By Associated Press - Tuesday, March 15, 2011

FREEPORT, Kan. | It was only a year ago that this tiny hamlet proudly boasted as its motto that it was “the smallest incorporated city in the United States having a bank.”

But the Freeport State Bank has since abandoned the town of five residents. The old bank building is now the City Hall, where these last die-hard town dwellers, along with farm folks from the surrounding area, still gather once a week for coffee and gossip. Long gone are Freeport’s grocery store, gas station, garage, barbershop and newspaper. No children are left to play on the rusted swing sets outside the old schoolhouse.

Established in 1884, Freeport in its heyday had 500 residents along with the surrounding family farmers to support its local economy. Today, it could well be the poster child for rural depopulation in the nation’s Great Plains states.

Towns such as this are the focal point of a plan by new Gov. Sam Brownback to fight the demographic forces hollowing out the Farm Belt and to protect Kansas’ political clout in Congress.

Mr. Brownback has called for giving new residents to any county that lost more than 10 percent of its population a five-year exemption from state income taxes. The state would also help newcomers repay student loans they might owe.

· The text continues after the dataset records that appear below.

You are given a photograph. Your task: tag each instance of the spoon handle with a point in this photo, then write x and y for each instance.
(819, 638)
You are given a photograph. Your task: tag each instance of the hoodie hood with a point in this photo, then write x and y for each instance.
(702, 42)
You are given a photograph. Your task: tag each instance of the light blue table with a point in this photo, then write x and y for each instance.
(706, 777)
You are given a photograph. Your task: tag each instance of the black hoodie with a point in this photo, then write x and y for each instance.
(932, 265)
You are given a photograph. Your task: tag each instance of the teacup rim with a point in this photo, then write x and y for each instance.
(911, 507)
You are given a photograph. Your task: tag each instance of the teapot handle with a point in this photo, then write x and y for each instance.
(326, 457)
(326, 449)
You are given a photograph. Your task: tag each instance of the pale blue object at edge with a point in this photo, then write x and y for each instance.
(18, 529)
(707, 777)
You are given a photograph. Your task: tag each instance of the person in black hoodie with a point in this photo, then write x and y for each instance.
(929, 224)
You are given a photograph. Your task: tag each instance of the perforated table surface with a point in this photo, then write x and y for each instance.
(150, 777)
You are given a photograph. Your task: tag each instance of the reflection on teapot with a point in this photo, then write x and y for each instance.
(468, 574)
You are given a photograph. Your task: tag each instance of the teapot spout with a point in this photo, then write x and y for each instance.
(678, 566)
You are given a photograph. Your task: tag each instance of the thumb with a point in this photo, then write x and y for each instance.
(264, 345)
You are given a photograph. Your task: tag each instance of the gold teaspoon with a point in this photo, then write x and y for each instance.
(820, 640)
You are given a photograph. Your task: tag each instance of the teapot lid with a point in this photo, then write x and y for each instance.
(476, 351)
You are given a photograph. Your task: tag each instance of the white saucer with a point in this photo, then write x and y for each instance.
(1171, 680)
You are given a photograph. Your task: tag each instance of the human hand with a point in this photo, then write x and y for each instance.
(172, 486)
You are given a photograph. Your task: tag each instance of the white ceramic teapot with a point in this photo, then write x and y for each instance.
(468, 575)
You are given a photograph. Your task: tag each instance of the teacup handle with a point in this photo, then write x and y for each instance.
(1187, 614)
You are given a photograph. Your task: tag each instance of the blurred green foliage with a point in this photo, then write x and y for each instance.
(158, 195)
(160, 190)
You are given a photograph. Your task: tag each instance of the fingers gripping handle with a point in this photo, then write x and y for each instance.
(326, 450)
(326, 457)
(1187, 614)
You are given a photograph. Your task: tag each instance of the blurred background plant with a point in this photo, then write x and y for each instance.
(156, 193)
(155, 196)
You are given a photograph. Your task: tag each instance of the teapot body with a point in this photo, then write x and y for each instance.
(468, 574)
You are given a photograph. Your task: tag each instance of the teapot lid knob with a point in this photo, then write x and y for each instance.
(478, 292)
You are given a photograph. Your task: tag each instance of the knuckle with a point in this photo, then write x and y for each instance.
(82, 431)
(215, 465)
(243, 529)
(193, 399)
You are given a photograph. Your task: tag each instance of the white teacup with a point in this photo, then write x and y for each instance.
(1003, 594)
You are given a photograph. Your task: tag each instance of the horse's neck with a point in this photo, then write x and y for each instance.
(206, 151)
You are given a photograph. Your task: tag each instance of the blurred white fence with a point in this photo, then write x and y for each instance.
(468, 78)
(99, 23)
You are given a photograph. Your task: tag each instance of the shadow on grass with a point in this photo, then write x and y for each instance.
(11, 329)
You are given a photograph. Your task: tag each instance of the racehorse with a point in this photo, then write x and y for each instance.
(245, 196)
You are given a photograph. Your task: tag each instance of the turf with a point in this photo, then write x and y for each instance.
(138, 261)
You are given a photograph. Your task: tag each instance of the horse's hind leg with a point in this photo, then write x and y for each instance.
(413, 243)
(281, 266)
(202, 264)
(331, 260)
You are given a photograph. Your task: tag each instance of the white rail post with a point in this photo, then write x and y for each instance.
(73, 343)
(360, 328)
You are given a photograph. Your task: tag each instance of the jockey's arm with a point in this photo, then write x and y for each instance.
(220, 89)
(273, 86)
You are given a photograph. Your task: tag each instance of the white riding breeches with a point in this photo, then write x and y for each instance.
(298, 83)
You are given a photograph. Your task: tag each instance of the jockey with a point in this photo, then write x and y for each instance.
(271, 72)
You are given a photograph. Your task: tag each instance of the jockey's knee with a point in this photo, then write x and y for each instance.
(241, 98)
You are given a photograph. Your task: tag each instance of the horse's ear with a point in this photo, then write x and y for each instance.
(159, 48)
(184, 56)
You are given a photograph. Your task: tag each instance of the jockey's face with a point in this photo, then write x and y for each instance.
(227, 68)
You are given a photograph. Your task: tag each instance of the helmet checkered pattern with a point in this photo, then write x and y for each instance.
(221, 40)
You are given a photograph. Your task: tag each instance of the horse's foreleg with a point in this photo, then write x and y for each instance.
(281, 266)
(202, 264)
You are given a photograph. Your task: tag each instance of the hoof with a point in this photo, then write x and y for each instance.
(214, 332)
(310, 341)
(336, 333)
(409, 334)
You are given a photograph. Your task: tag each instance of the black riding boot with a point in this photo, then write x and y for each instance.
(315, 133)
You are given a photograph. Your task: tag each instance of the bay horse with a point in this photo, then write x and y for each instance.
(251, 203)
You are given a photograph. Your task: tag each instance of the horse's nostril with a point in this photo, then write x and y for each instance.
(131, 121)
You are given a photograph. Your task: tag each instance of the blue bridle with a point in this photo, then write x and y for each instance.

The plan is the latest, but one of the most ambitious, offered by towns, organizations and even individual benefactors in middle America to bring new life to dying communities. Because Mr. Brownback, a Republican, enjoys strong GOP majorities in both houses of the Kansas Legislature, the idea has a good chance of winning approval. But whether it would work is another question.

Freeport Mayor Bill Peterson scoffed at the notion of rescuing Freeport. “The only thing left in this town is the government that runs it,” Mr. Peterson said bitterly.

Some Democrats also questioned whether the offer was more than appealing politics. “Moving back to a community where there basically are no jobs? I don’t how you are going to make a living and enjoy the benefit of that income-tax exemption,” said Senate Minority Leader Anthony Hensley, Topeka Democrat.

The Great Plains contains 18 percent of the land mass of the lower 48 states and roughly 3 percent of its population, according to the U.S. Census Bureau. Stretching across the nation’s midsection from the Mexican border to the Canadian border, the region encompasses parts of 10 states: Colorado, Kansas, Montana, Nebraska, New Mexico, North Dakota, Oklahoma, South Dakota, Texas and Wyoming.

The rural populations there peaked around the time of the Great Depression and have declined since. The growth in the region has come around the metropolitan areas.

Census data from 2010 show the extent of the depopulation in rural Kansas. Kiowa County in the southwestern part of the state fared the worst — losing more than 22 percent of its people since 2000. In all, 77 of the state’s 105 counties lost population.

Laszlo Kulcsar, director of the Kansas Population Center at Kansas State University, said the reasons for the exodus from farm country are clear. Most people now prefer to live in urban areas because of the jobs and cultural amenities such as theaters and restaurants. Farm consolidations and modern agricultural technology have also eliminated the need for many farm workers.

“It is much easier to keep people in rural areas than to try to attract them back,” Mr. Kulcsar said.

A number of states are granting tax abatements to lure new industry. Mr. Brownback said his personal income-tax exemption would help Kansas compete with those states, as well as with Florida, Texas, Tennessee and New Hampshire, which have no statewide income tax.

Mr. Brownback said he is convinced Kansas is losing residents to states that have no income taxes, although he has no specific evidence to prove it. His conclusion is based on conversations he’s had while traveling across the state. “I know and I’ve heard individuals who do that and leave this state. What I’m trying to do is to fight back,” said the new governor, who was elected last November by pledging to help the economy and the state’s fiscal health.

Mr. Brownback said he thinks the state can lure back young people who may have graduated from Kansas schools or retirees looking to return home. He hopes an influx would prevent Kansas from losing one of its four congressional districts to a fast-growing state after the next census.

One resident who moved back was Carol Peterson, the Freeport treasurer and the mayor’s wife. She grew up in Freeport and returned in 1985 after the couple retired.

“We do not want to lose the identity of this town,” she said.

The governor’s proposal is a welcome addition to the efforts of small Kansas towns to staunch their population losses. Some have given free building lots or tax breaks to new residents. Others have offered incentives to businesses — all with mixed results.

The hospital in the small central Kansas community of Ellsworth recruited an aspiring doctor by providing a monthly stipend. Katie Moore, 26, said she plans to return to Ellsworth, her hometown, after receiving her medical degree later this year. “With the economic changes, it has been hard on everybody, but especially with the smaller communities,” she said.

Rob Fillion, executive director of the Smokey Hills Development Corp. in Ellsworth County, said 42 families responded to an offer of free city lots, including 15 from other states. But in the town of Osborne, just three families took advantage of a similar program in the six years it was offered.

Freeport’s residents are willing to try anything. Tacked up on the wall of City Hall is a small sign: “Help Keep Our Post Office — Buy Stamps.”